The movie blew my mind each time every time I watched it, which was many, and it didnt take me much to move forward to the book trilogy, which I swallowed over a week. Having read them one after the other provided me with a great, fresh perspective of the full story and the evolution of its characters. I really cherish and appreciate that contingency made it that way.

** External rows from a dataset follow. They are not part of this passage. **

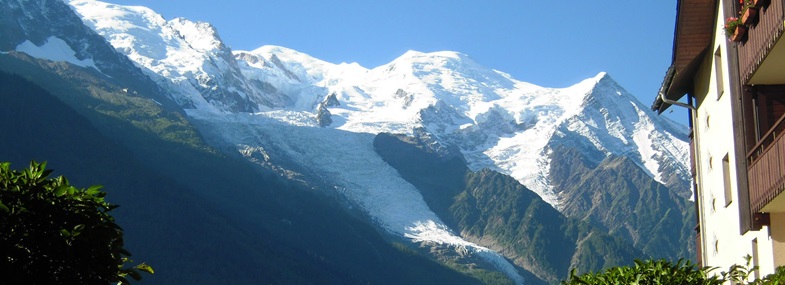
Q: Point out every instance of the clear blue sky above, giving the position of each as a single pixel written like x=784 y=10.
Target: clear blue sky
x=547 y=43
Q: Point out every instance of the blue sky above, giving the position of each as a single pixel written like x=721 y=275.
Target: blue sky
x=548 y=43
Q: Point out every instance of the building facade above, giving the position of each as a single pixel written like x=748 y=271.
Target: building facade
x=728 y=68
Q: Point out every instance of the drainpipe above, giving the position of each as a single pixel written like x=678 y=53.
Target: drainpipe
x=694 y=119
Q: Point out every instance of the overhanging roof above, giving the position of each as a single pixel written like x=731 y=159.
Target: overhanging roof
x=692 y=38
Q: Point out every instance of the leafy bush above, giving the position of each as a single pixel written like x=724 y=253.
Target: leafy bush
x=648 y=272
x=665 y=272
x=53 y=233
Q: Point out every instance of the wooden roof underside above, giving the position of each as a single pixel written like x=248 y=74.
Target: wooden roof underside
x=692 y=38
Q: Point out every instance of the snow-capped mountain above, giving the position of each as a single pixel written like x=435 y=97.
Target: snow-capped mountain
x=497 y=121
x=297 y=114
x=187 y=57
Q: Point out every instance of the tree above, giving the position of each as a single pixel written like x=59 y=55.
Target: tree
x=54 y=233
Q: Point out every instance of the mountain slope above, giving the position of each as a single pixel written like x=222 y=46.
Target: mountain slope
x=196 y=216
x=314 y=122
x=495 y=210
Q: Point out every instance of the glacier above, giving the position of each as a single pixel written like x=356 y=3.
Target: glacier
x=265 y=104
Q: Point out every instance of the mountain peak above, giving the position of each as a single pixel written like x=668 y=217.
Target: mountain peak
x=418 y=56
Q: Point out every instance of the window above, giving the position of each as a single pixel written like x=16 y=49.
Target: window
x=755 y=258
x=726 y=179
x=720 y=77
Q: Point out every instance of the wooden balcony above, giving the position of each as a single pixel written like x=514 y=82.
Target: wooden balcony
x=760 y=52
x=766 y=170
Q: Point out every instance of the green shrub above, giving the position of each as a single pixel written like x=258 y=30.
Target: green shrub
x=665 y=272
x=648 y=272
x=53 y=233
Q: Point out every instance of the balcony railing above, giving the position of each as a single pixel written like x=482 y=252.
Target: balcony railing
x=766 y=172
x=761 y=38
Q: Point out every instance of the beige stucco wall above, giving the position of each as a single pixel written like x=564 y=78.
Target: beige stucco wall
x=778 y=238
x=722 y=243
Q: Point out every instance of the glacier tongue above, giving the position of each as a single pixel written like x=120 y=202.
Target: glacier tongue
x=495 y=120
x=348 y=161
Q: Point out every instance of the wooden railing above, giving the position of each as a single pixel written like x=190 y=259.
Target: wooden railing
x=761 y=38
x=766 y=171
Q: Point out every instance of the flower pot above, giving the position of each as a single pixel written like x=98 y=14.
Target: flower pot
x=749 y=15
x=738 y=34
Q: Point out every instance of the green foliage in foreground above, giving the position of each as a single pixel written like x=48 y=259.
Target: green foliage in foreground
x=54 y=233
x=665 y=272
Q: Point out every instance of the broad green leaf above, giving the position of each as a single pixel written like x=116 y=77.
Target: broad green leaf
x=145 y=268
x=61 y=190
x=135 y=275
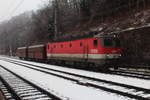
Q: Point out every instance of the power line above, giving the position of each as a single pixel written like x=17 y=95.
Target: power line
x=19 y=4
x=8 y=8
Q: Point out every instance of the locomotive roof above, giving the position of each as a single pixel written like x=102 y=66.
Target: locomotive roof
x=36 y=46
x=85 y=37
x=22 y=47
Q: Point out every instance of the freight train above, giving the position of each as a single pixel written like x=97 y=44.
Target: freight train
x=100 y=52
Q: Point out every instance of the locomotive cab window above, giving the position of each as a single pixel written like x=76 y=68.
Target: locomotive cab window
x=111 y=42
x=95 y=42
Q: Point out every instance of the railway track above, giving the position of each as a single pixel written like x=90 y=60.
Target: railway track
x=131 y=74
x=109 y=86
x=15 y=87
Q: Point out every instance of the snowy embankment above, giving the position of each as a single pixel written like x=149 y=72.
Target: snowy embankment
x=61 y=87
x=114 y=78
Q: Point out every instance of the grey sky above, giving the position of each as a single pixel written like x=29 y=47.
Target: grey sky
x=7 y=7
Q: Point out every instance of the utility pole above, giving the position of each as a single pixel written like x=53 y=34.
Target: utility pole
x=56 y=18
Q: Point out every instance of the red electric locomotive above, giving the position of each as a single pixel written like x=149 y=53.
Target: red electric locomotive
x=97 y=51
x=101 y=50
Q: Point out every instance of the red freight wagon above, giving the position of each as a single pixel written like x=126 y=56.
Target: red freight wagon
x=37 y=52
x=22 y=52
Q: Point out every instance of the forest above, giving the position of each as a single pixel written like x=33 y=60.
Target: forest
x=66 y=19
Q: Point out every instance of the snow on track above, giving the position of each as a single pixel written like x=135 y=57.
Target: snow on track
x=114 y=78
x=61 y=86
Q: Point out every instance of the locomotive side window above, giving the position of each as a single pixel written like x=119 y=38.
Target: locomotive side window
x=95 y=43
x=108 y=42
x=81 y=44
x=61 y=46
x=70 y=45
x=47 y=46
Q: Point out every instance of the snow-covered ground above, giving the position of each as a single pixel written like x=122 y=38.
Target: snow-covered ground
x=61 y=87
x=114 y=78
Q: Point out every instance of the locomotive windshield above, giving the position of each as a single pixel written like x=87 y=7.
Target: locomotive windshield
x=111 y=42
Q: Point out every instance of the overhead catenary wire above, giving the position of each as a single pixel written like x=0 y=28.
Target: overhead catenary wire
x=13 y=11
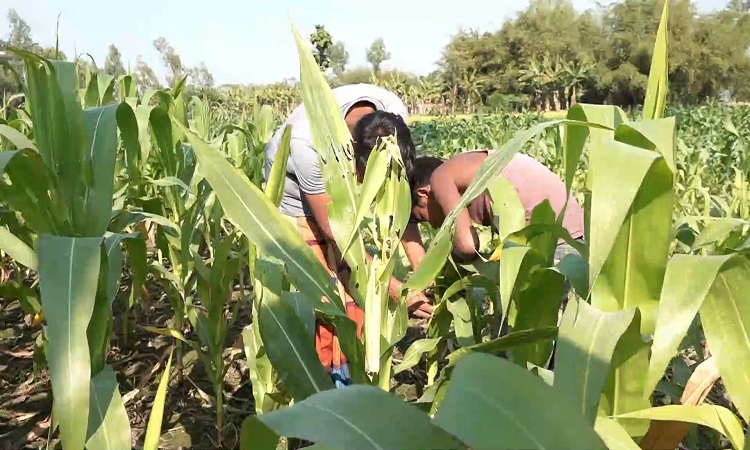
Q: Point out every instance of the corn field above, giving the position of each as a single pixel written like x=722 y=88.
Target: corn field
x=153 y=296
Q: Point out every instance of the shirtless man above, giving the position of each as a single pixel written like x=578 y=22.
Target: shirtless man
x=437 y=186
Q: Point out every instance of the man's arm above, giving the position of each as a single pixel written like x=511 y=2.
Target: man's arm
x=444 y=186
x=413 y=246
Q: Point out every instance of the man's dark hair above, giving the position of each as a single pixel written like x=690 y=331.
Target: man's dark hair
x=421 y=172
x=377 y=125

In each book I witnessed the unfolding of a reflextion that started with the position of one girl against her destiny and later it started to unfold into the critique of her culture and its values, then her society and, finally, the world and everything she knew, especially her conception of what it is to Be and, specifically, to be Human. I love Tris' journey discovering and building the significance of the Divergence and what it means to be different in a world where "being" and "difference" seem to dissociated, terms which actually to me would imply each other. Its in this way that I could totally line 'Divergent' down together with writings from Marx, Foucault and Levi-Strauss. Your ability as a writer is simply exquisite.
Another thing I loved from the saga was watching Tris' growth as a woman in her journey to Dauntless and beyond, it made me gain so much respect for her as a female and to what it is to be one. She started being this small, weak, control-less and frigid child and turned all of that into fuel for what would be her strength, she emerged as a Phoenix from among every she first seemed to lack, turning her wounds into living proof that she survived her fights. I was stunned by this. The concept of fear as an awakener intrigues me a lot and would love to experience it myself, which I think I will since I grew along Tris and made her fortitude mine.

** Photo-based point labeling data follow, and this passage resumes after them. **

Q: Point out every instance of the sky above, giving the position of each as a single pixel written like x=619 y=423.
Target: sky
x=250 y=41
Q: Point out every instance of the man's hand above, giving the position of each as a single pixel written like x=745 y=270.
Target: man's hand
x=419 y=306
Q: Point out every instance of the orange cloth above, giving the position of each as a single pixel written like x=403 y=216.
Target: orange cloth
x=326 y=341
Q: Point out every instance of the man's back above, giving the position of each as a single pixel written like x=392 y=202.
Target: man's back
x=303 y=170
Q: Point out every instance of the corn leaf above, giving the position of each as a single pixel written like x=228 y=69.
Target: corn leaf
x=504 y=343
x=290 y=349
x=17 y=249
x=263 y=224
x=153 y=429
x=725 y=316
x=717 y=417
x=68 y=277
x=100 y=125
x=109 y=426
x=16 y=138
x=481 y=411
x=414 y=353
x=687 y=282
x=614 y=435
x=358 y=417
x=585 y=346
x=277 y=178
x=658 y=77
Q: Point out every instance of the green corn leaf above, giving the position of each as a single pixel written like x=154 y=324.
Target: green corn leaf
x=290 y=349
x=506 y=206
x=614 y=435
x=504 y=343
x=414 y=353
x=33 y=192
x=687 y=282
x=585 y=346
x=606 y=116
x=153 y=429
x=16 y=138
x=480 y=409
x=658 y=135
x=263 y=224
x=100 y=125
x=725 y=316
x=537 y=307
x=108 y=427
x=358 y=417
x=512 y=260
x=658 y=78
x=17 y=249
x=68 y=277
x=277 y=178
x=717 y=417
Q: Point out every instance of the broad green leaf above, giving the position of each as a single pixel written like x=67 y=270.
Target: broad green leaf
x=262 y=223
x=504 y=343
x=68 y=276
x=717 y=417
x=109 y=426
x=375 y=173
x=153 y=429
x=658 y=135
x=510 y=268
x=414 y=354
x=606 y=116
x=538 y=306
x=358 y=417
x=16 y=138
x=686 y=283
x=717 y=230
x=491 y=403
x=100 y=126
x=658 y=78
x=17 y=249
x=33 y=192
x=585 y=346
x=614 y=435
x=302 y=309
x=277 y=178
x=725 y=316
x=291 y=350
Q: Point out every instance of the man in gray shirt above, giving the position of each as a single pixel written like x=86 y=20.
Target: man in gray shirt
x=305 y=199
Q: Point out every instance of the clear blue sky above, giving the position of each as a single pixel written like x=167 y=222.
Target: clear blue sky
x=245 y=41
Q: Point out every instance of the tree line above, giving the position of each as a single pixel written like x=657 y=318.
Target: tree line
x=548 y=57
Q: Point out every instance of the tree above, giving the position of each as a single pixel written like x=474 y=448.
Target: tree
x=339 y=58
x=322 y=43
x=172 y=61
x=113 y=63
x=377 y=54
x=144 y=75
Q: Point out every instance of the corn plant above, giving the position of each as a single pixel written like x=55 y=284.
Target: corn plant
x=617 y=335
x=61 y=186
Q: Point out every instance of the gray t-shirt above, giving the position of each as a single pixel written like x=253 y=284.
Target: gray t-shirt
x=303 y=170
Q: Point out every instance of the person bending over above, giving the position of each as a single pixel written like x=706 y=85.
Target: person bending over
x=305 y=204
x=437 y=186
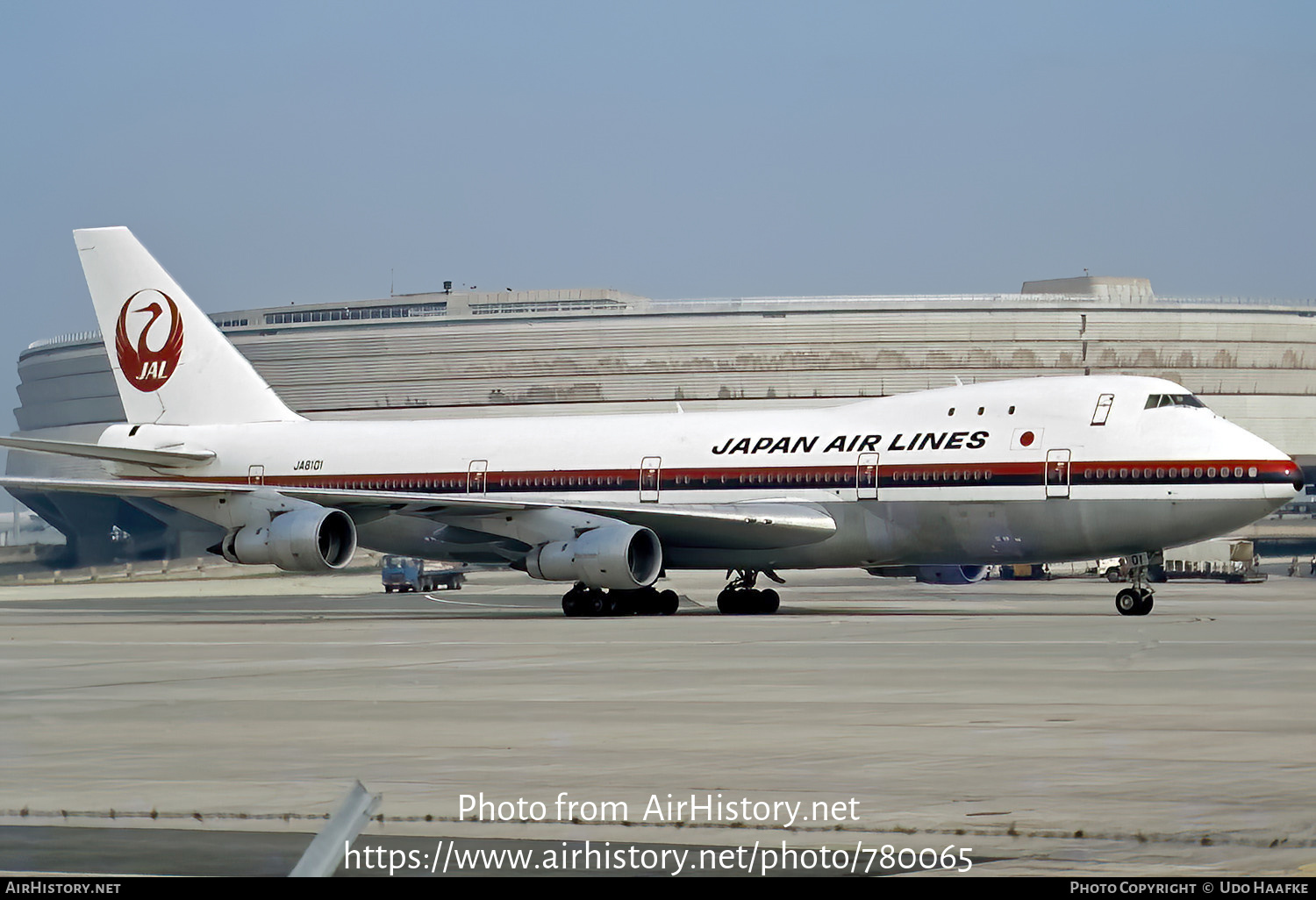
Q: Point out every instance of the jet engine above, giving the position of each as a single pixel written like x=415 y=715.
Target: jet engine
x=933 y=574
x=316 y=539
x=623 y=557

Thats where I think about her state as a woman, given the perception of them all along Occidental Culture, portraiting them as weak, defenseless beings corrupted with the irracionality of emotions (everything Tris manifested to be). In that way, Tris is a representative of that. But this book has proved me how in those atributes that men would find shameful and irrelevant lays the key and the raw material for growth and strenght, having Tris exploded her "flaws" and turned them into her resources instead of fighting or placate them. I believe Tobias was also able to learn that lesson. We both thank Tris and yourself for that. Having shown what a real person is capable to do, regardless what gender you are. Its up for all to achieve if we want to, if we dare to. Which not everyone, male or female (each from its perspective), seem to find easy to do.

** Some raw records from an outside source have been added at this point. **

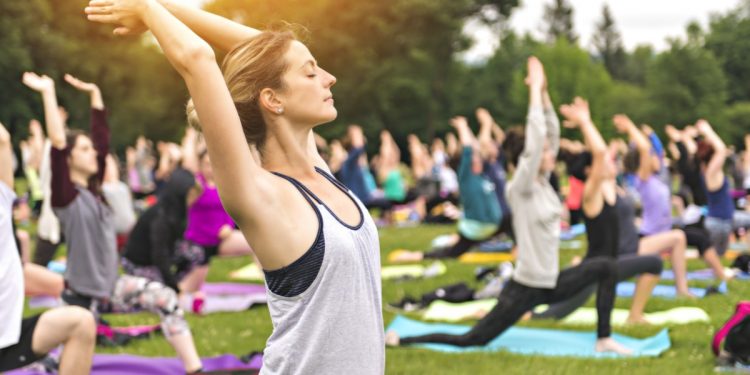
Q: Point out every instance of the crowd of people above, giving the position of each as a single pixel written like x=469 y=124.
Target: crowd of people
x=250 y=170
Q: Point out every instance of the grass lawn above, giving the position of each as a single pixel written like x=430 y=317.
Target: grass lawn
x=240 y=333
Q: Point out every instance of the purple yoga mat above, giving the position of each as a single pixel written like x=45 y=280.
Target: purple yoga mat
x=232 y=288
x=123 y=364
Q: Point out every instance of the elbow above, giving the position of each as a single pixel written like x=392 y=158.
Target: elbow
x=192 y=57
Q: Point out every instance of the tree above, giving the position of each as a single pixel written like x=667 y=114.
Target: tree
x=608 y=43
x=559 y=19
x=686 y=83
x=729 y=39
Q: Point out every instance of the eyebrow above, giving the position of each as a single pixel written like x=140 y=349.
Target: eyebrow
x=310 y=62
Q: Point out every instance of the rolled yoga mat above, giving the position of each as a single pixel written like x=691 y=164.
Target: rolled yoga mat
x=456 y=312
x=533 y=341
x=124 y=364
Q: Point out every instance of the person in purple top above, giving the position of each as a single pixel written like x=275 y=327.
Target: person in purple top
x=656 y=205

I saw myself a lot on both Tobias and Tris, a in way that really trascends this letter, to the point in which I started to doubt who was living the story, if it was them or me. Lines became blurry the more I dived into their minds, hearts and souls, which is a guarantee only provided by the effects of the written book. I had forgot what that felt like. I dont remember the last time Ive been cried like this, nor do I remember the last time I cried. Not because nothing had happened to me, but when was the last time I was soo deepily moved by a piece of art. Now I do know and that feeling is what has been staying with me ever since I had to rush to my work's bathroom in order to get through the last 80 pages of 'Allegiant'. Thank you for making me revisit the emotional mess in me because, just like Tris, it made me grow. Ive promised myself to be more womanly from now on.
I would continue endlessly if it was to me, but I would like to finish this by adressing the value of the expression: "be brave". Thank you for enunciating it. I bet you knew it had many power to it but I dont think you really knew how far it could reach. For me, its gonna be the rest of my life. To you, I say: Thank you and be brave too.
Sincerely,
Gastón, a 23 year old psychologist from Argentina who re-discovered the pleasure of chanllenging himself to read in English who owes you for a life a big and deep bear hug.